Let freedom be cherished that learning may flourish.

Larry Summers on Inflation and 'the New McCarthyism'

Bari Weiss
Common Sense

Larry Summers is one of the most important economists in the world. He’s been the chief economist at the World Bank. He was Treasury Secretary under President Clinton. He was director of the National Economic Council under Obama. And from 2001 to 2006, he was president of Harvard.

On the new McCarthyism and the future of higher education:

BW: You and I both know that the list of unsayable things and verboten subjects has grown unbelievably long since you gave a speech in 2005 about the lack of gender diversity in STEM that caused a lot of controversy. Now, even basic ideas like human biology or the idea that merit is a good thing are considered circumspect. What do you think of the war on merit?

LS: I think it’s a profound problem that it’s much more difficult on university campuses to venerate excellence, to celebrate accomplishment, to assert that there are greater and lesser truths, and to welcome iconoclasm. This is not a new phenomenon. In the 1950s, McCarthyism ran rampant. Those who had had past Communist affiliations, even if what they were doing was teaching chemistry, came into question. There were serious efforts by alumni to cancel the teaching of Keynesian economics because it was seen as subversive to the American way. All of that was terrible. It was the original McCarthyism. 

The new McCarthyism around a different set of subjects is no less troubling, and it is a profound threat to American universities. When something profoundly threatens American universities, it, in turn, threatens the formative experiences of the people who will be leading our country a generation from now. It threatens the ability to develop the new ideas and conceptions that ultimately shape society, whether those are new cures for cancer or new understandings of human relations that led gay marriage to be widely accepted—something that would have been inconceivable a generation ago. It’s very dangerous for universities to become epistemically closed communities dedicated to social comfort. I worry about that every day. 

BW: If you were president of Harvard right now, what would you do to ensure that an environment of free thought and speech is protected?

LS: I would very visibly try to invite speakers from a range of areas who challenge our local orthodoxies and make clear that I want to hear what they have to say.

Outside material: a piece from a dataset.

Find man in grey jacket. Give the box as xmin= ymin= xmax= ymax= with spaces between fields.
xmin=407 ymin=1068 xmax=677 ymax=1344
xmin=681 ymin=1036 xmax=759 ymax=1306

Not because, in most cases, I agree with them, but because I would think and speak more clearly for having considered their arguments. 

BW So, would you invite Ron DeSantis to campus? 

LS: Absolutely.  

When I was president, I accepted every invitation I received to speak to the Federalist Society, not because I agreed with what the Federalist Society said on many issues, but because I thought it was important that those views be considered on our campus. I would try to provide support, as I did in many quiet ways during my time as president, for students who somehow felt beleaguered or challenged. 

And when there was a call to divest Israel from our endowment, I did not simply say what was said on many other campuses, which was that divestiture is a problematic tool for achieving political purposes. I labeled the call antisemitic in effect, if not in intent. I felt that if Harvard actually did divest and did it uniquely to Israel, the signal would be antisemitic.